You were always very good at stripping the willow, I seem to remember,’ she said with a grin. ‘Does Gil dance?’

Angie raised her eyebrows. ‘To a fashion. We had some lessons a few years back too. He was very keen, but he’s not exactly a natural. We look a bit weird on a dance floor with him being two feet taller than me, but he doesn’t care.’ A picture of Gil cha-cha-cha-ing sprang into her mind and with it a huge surge of affection for the dear, sweet man. She’d dance with him in the middle of the atrium and not give a stuff how funny they looked at the first available opportunity. She couldn’t wait to see him and his lop-sided happy grin. She couldn’t wait for his long arms to fold around her.

‘I suppose we better get some sleep. Big day tomorrow. Especially for me,’ said Selina.

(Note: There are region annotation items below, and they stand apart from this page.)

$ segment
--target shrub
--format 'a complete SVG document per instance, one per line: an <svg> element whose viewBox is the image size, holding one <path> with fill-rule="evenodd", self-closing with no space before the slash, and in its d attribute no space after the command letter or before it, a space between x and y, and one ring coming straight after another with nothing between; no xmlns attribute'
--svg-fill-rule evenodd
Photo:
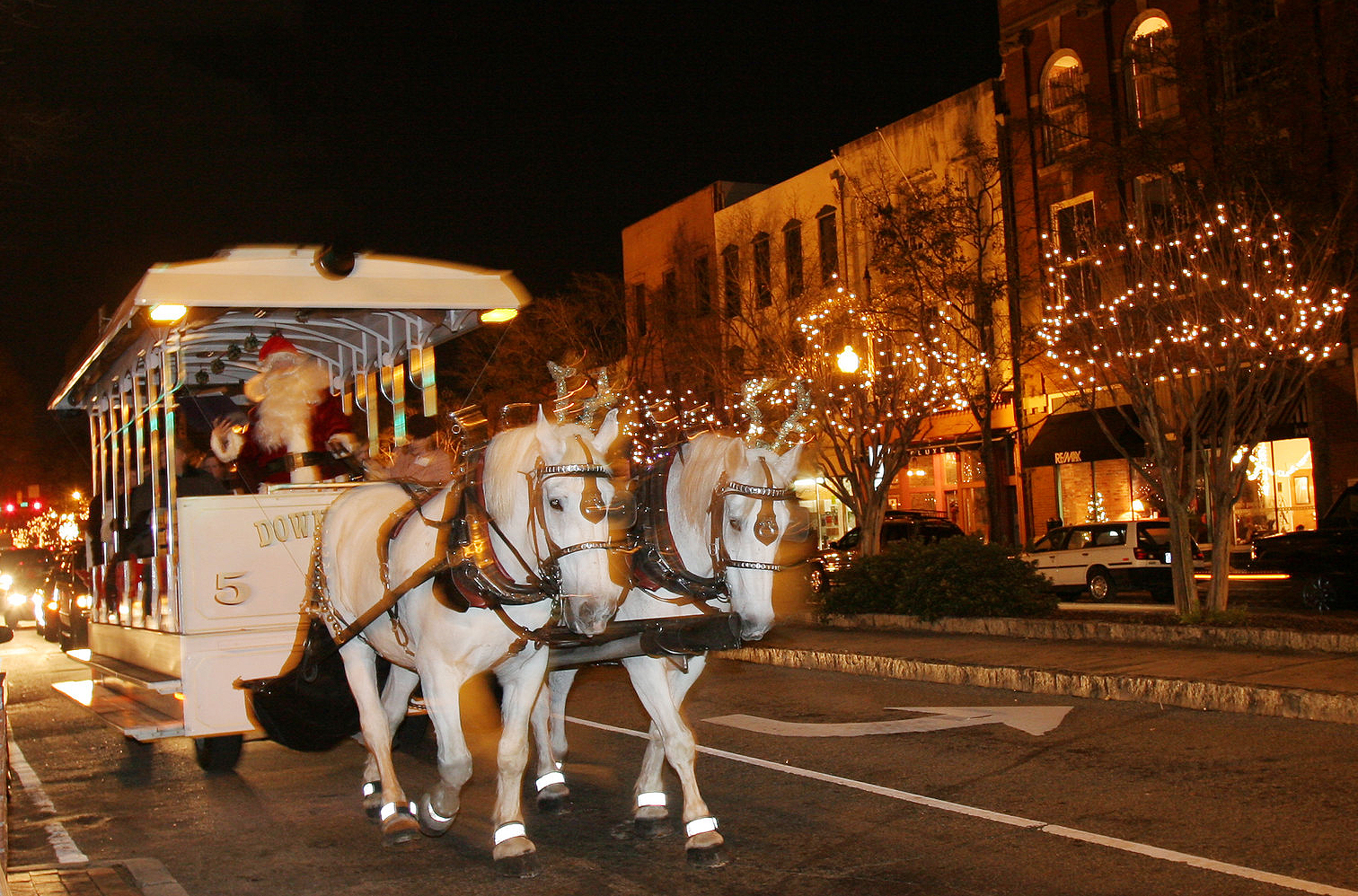
<svg viewBox="0 0 1358 896"><path fill-rule="evenodd" d="M1057 596L1029 563L1009 548L971 538L929 544L892 542L876 557L862 557L824 596L826 614L902 614L941 616L1043 616L1057 611Z"/></svg>

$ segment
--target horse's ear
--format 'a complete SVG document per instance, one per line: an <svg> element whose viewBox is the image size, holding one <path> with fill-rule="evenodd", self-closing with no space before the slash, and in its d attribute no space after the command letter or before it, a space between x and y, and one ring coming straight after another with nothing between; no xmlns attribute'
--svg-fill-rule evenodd
<svg viewBox="0 0 1358 896"><path fill-rule="evenodd" d="M543 456L558 458L565 452L559 428L538 407L538 447Z"/></svg>
<svg viewBox="0 0 1358 896"><path fill-rule="evenodd" d="M797 468L801 466L803 448L805 448L805 445L793 445L786 452L784 452L782 456L778 458L778 462L774 464L774 470L778 471L778 475L782 477L785 482L796 481Z"/></svg>
<svg viewBox="0 0 1358 896"><path fill-rule="evenodd" d="M736 475L746 468L746 452L748 448L743 438L732 438L727 443L727 475Z"/></svg>
<svg viewBox="0 0 1358 896"><path fill-rule="evenodd" d="M595 449L608 453L612 444L618 441L618 409L612 409L599 424L599 432L593 437Z"/></svg>

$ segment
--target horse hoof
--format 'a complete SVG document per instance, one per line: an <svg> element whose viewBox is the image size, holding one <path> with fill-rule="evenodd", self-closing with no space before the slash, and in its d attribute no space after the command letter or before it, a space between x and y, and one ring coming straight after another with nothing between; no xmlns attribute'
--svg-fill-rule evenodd
<svg viewBox="0 0 1358 896"><path fill-rule="evenodd" d="M727 847L722 843L716 846L690 846L684 850L689 865L693 867L721 867L731 858L727 855Z"/></svg>
<svg viewBox="0 0 1358 896"><path fill-rule="evenodd" d="M369 821L382 820L382 782L369 781L363 785L363 813Z"/></svg>
<svg viewBox="0 0 1358 896"><path fill-rule="evenodd" d="M382 844L399 846L420 836L420 823L416 821L410 806L397 806L387 804L383 806Z"/></svg>
<svg viewBox="0 0 1358 896"><path fill-rule="evenodd" d="M420 832L425 836L443 836L448 828L452 827L452 820L458 817L454 812L451 816L444 817L435 812L433 806L429 805L429 794L420 797L420 806L416 809L416 817L420 820Z"/></svg>
<svg viewBox="0 0 1358 896"><path fill-rule="evenodd" d="M536 850L520 853L519 855L505 855L496 859L496 873L500 877L528 878L542 874L542 865L538 863Z"/></svg>
<svg viewBox="0 0 1358 896"><path fill-rule="evenodd" d="M546 815L566 815L570 812L570 789L565 785L551 785L538 791L538 810Z"/></svg>

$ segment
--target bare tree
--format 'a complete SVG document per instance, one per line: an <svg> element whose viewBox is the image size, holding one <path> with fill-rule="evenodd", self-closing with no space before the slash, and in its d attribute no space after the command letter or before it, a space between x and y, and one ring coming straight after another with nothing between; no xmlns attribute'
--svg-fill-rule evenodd
<svg viewBox="0 0 1358 896"><path fill-rule="evenodd" d="M1043 338L1080 403L1127 402L1149 452L1128 460L1165 501L1186 614L1203 610L1187 558L1205 482L1219 548L1206 608L1222 611L1249 455L1338 349L1347 280L1331 231L1293 234L1259 200L1211 204L1181 189L1162 224L1101 246L1086 236L1082 257L1050 255Z"/></svg>
<svg viewBox="0 0 1358 896"><path fill-rule="evenodd" d="M455 343L440 379L455 407L498 409L553 395L547 362L584 372L614 364L626 353L622 284L607 274L573 274L565 289L536 299L508 326L489 324Z"/></svg>
<svg viewBox="0 0 1358 896"><path fill-rule="evenodd" d="M856 179L870 235L873 288L894 315L919 320L980 436L990 540L1009 542L1016 508L997 413L1017 391L1024 361L1040 353L1008 310L999 160L979 140L942 176ZM1019 356L1019 357L1016 357Z"/></svg>
<svg viewBox="0 0 1358 896"><path fill-rule="evenodd" d="M837 296L800 319L801 350L786 358L786 375L812 396L826 489L857 517L865 557L881 547L887 494L919 428L957 409L947 365L918 323L889 301Z"/></svg>

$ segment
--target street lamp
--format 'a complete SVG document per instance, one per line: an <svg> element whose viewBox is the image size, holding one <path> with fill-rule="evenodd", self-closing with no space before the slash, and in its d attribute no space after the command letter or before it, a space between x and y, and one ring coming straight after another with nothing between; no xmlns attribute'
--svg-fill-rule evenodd
<svg viewBox="0 0 1358 896"><path fill-rule="evenodd" d="M835 362L839 365L839 369L843 371L845 373L858 372L860 358L858 353L853 350L851 345L846 345L843 348L843 350L835 357Z"/></svg>

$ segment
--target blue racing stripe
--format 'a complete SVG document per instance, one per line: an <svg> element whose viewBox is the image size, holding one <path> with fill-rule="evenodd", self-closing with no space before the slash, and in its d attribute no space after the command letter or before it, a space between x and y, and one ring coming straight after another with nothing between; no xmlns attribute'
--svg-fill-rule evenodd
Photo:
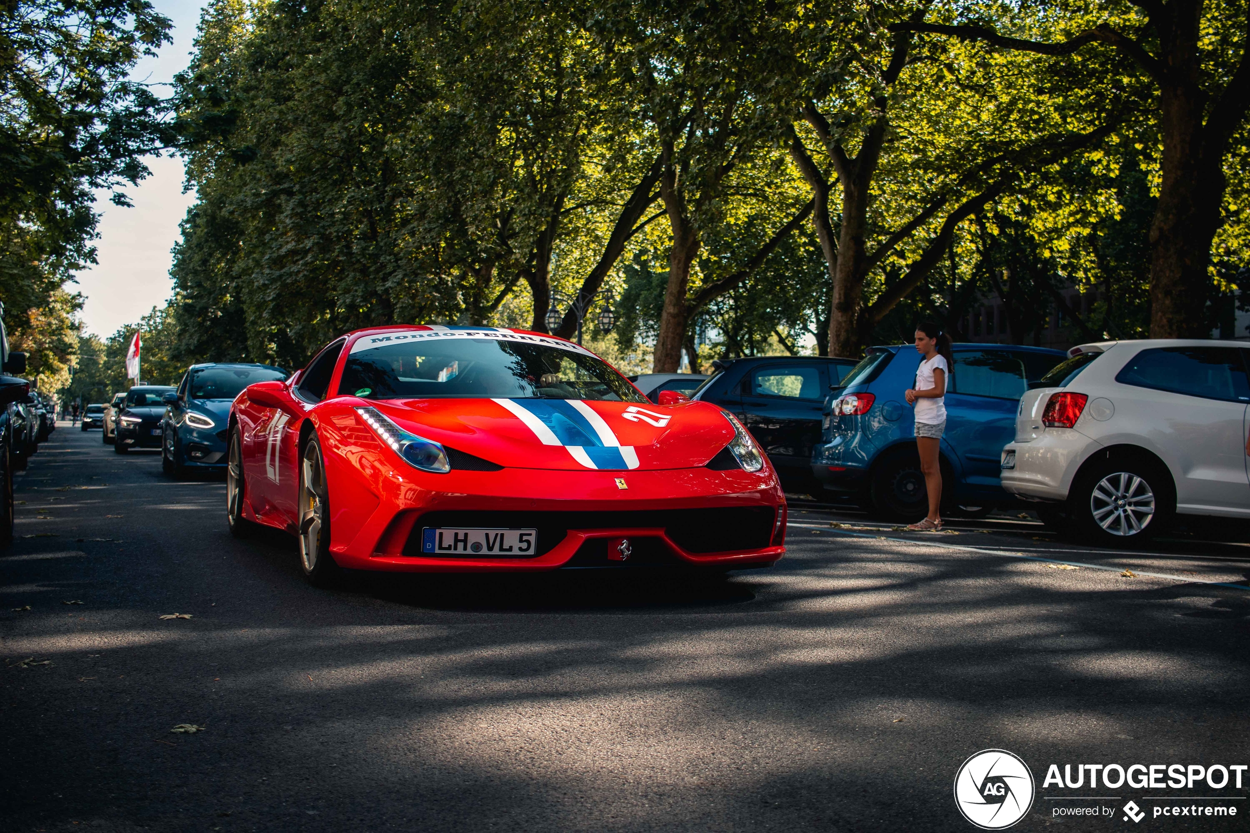
<svg viewBox="0 0 1250 833"><path fill-rule="evenodd" d="M582 446L581 450L595 463L595 468L629 468L620 448L608 446Z"/></svg>
<svg viewBox="0 0 1250 833"><path fill-rule="evenodd" d="M604 445L599 440L599 433L590 427L586 417L564 400L512 400L512 402L520 405L538 417L542 425L551 428L551 433L560 441L560 445L588 447L588 455L592 447ZM620 457L620 452L616 452L616 456ZM590 458L594 460L594 455L590 455Z"/></svg>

They paid the bill and walked slowly up the hill, arm in arm for support as they’d had a lot of wine. King was asleep on the patio chair outside the front door like a large ginger sentry. Emerick’s flat was cosy and inviting, the beds were soft and clean, a breeze stirred through the wooden slats of the window shutters. They both slept like logs.

DAY SEVEN

Chapter 15

They drifted awake within minutes of each other to the sounds of a town rousing, and rooms filled with slices of bright sunshine.

There was only an hour before Emerick collected them so they sat on the patio and waited, King hopping from one knee to another in a bid to test who was the most comfortable. They lifted their faces and felt the sun’s warmth caress their skin. An evening in Korčula, though not quite the one Selina had planned in her head, had been every bit as lovely as she had imagined. It would always stay in the box in her heart where all her most special memories were kept. And she was determined to have more to add to them now.